More than 800 buildings open up their doors for Open House London this weekend, including an assortment of unique houses and residential projects. Dezeen editor Amy Frearson reveals the 10 you should visit while you can, including a house with red metal walls and a micro flat.
Catrina Stewart and Hugh McEwen of Office S&M added a series of playful additions in their revamp of this Victorian house in Ealing.
As well as a loft extension featuring wooden shingles and yellow arched windows, it boasts a colour scheme that divides spaces for adults and children.
A steeply stepped roof covered in over 800 plants is the highlight of this home and studio for Hackney-based leather-design duo Whitaker Malem.
Described by architects Jonathan Nicholls and Nick Hayhurst as a "hanging-basket roof", this tiered structure comprises a pyramid-like tower of planters containing sedums and heathers.
Winner of the latest Don't Move, Improve! awards, this renovated Georgian townhouse in Clerkenwell is the home and workplace of architects Mike Tonkin and Anna Liu.
The house boasts a curvy new extension, with a concave, plant-covered roof on top and a shallow pool of water at its centre.
Holland Park House by Architecture for London and Liddicoat & Goldhill
This property is located on Woodsford Square, the housing estate in Holland Park built by pioneering architects Maxwell Fry and Jane Drew in 1966.
A recent renovation has given the property a more open-plan layout and a rear extension, demonstrating the flexibility of the original design.
Located in Shepherd's Bush, the home of architect Henning Stummel consists of six small red buildings, each clad in red metal and organised around a simple courtyard.
Every block has different dimensions, but they are all topped with chimney-shaped skylights that direct daylight into the rooms within.
15 Clerkenwell Close by Groupwork and Amin Taha
A contender in the housing category of Dezeen Awards, this seven-storey-high apartment block features a structural exoskeleton of raw quarried stone.
Each slab was carved by hand and they fit together like a jigsaw puzzle.
This tiny house extension provides its owner with a sunken bathtub for Japanese-style bathing.
The 2017 winner of Don't Move Improve, the project offers an alternative to the kitchen extension that is more typically added to London's Victorian properties.
Cooperative housing models have been growing in popularity, with recent research showing that they can make city life more affordable and pleasurable. These developments offer residents a more sociable style of living, as well as access to facilities they might not otherwise have been able to afford.
As the largest co-housing development in the world, The Collective Old Oak shows what this style of living is really like.
With a floor plan of just 35-square-metres, this small apartment demonstrates how you can make the most of space in your home.

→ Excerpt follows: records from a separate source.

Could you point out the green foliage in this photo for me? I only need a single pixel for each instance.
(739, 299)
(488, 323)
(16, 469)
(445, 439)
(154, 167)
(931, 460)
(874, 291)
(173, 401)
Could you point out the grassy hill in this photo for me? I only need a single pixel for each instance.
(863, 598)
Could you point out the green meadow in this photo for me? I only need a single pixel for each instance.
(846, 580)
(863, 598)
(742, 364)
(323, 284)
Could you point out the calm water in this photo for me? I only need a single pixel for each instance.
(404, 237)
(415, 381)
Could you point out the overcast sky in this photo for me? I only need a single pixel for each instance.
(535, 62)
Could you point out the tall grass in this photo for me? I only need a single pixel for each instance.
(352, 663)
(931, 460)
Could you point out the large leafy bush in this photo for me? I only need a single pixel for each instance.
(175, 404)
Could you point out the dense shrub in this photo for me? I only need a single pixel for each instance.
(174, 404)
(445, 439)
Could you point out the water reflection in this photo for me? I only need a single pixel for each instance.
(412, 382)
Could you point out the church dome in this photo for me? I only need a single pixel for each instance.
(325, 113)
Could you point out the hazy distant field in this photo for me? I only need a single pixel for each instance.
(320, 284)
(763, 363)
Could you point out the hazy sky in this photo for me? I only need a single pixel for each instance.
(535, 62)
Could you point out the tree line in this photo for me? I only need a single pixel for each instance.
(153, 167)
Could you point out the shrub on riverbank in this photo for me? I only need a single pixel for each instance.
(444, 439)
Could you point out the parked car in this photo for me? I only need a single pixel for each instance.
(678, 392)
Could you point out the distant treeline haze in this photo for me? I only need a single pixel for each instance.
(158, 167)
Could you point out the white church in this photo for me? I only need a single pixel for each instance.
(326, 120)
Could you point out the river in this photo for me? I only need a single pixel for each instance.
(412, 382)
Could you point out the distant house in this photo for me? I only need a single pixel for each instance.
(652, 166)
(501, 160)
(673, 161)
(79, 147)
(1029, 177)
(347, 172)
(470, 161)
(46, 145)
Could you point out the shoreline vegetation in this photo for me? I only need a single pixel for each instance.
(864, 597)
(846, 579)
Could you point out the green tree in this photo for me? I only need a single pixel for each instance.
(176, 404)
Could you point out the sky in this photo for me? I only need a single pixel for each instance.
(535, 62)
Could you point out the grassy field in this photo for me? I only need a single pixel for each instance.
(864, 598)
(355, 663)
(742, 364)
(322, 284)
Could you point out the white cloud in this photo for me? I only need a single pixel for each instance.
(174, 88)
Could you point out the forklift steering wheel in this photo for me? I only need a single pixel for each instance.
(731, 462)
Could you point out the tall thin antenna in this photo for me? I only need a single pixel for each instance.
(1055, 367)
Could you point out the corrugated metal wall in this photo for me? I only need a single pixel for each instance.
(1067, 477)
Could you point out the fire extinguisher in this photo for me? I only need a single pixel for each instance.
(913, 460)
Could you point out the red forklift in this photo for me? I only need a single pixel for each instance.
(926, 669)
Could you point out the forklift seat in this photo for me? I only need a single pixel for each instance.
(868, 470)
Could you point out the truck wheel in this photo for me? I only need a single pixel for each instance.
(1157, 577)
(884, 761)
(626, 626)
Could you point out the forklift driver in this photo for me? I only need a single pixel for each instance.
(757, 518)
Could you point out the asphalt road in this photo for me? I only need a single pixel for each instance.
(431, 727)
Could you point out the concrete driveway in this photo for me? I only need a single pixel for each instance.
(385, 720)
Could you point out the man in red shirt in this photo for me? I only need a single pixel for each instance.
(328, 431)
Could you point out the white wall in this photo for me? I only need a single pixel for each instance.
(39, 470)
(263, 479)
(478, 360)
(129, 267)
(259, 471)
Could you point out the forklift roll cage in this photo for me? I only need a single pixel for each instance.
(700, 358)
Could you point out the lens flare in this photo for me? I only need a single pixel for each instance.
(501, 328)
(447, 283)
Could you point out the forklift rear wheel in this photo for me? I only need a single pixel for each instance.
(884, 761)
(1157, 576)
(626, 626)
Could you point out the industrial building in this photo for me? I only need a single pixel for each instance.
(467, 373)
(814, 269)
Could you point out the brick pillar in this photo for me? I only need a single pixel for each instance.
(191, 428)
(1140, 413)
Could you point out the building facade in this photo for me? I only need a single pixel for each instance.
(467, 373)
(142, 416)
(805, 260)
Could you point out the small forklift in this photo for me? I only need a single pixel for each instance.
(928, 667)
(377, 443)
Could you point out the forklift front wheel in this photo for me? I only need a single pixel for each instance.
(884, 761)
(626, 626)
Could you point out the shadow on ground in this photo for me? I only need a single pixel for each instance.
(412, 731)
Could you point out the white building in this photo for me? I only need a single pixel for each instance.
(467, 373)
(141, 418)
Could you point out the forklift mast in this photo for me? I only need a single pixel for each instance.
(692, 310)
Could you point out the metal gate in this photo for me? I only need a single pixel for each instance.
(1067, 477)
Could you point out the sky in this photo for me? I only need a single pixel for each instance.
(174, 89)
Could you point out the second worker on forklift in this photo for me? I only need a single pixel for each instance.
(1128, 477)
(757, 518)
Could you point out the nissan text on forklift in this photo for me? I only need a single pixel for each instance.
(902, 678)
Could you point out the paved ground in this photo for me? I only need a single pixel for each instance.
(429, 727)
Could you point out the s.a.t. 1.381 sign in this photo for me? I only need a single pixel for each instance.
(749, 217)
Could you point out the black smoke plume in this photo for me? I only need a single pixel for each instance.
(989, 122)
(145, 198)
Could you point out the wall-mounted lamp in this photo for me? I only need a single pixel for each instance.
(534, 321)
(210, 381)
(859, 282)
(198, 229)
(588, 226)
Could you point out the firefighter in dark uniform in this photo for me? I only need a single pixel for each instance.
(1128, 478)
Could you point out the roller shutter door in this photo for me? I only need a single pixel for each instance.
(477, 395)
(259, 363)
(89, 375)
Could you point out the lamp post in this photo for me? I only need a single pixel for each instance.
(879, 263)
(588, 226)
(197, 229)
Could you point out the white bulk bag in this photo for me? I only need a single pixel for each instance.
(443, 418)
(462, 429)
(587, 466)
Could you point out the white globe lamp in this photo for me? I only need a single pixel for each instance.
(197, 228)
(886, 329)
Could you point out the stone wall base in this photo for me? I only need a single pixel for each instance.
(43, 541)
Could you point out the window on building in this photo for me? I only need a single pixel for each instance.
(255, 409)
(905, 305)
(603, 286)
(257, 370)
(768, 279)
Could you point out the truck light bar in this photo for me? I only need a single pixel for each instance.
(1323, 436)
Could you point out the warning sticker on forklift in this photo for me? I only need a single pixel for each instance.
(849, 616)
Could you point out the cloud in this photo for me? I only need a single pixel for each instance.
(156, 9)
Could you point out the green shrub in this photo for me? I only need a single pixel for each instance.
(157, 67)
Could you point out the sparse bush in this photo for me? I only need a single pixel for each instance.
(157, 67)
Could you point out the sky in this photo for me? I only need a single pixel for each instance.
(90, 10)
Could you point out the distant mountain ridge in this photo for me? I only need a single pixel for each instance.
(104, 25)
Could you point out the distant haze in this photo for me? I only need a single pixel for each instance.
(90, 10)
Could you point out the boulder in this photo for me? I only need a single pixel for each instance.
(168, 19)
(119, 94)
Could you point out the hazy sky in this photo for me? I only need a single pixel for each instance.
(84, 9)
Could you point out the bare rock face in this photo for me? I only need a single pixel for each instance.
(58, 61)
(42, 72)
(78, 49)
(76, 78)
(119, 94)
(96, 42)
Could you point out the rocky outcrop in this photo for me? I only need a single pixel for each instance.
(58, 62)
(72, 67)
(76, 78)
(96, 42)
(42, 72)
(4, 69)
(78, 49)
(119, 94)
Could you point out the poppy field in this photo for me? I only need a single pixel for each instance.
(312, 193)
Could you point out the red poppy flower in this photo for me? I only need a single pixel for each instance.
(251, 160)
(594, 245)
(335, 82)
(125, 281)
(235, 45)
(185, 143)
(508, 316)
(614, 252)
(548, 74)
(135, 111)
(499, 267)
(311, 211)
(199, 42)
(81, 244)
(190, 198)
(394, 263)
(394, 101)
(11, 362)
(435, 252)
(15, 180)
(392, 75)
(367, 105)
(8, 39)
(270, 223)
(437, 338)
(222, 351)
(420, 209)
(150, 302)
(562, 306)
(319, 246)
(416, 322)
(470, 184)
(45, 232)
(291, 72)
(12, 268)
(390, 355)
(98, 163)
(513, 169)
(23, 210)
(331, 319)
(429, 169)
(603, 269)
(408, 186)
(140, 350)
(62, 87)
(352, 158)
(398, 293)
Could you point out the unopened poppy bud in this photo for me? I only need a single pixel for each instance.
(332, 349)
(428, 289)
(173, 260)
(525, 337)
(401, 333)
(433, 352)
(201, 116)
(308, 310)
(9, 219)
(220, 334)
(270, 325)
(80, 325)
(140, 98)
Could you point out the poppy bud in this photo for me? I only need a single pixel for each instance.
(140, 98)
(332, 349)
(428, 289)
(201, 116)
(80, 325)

CIAO director Diego Dalpra completely redesigned the interior, getting rid of the useless corridors and installing bespoke space-saving furniture, to make the space feel as big as possible.
This new addition to a terrace of houses in East Dulwich stands out from the rest, thanks to a bold facade of red bricks and sculptural tiles.
Inside, the open-plan living space is arranged around a lightwell filled with plants and a striking concrete fireplace.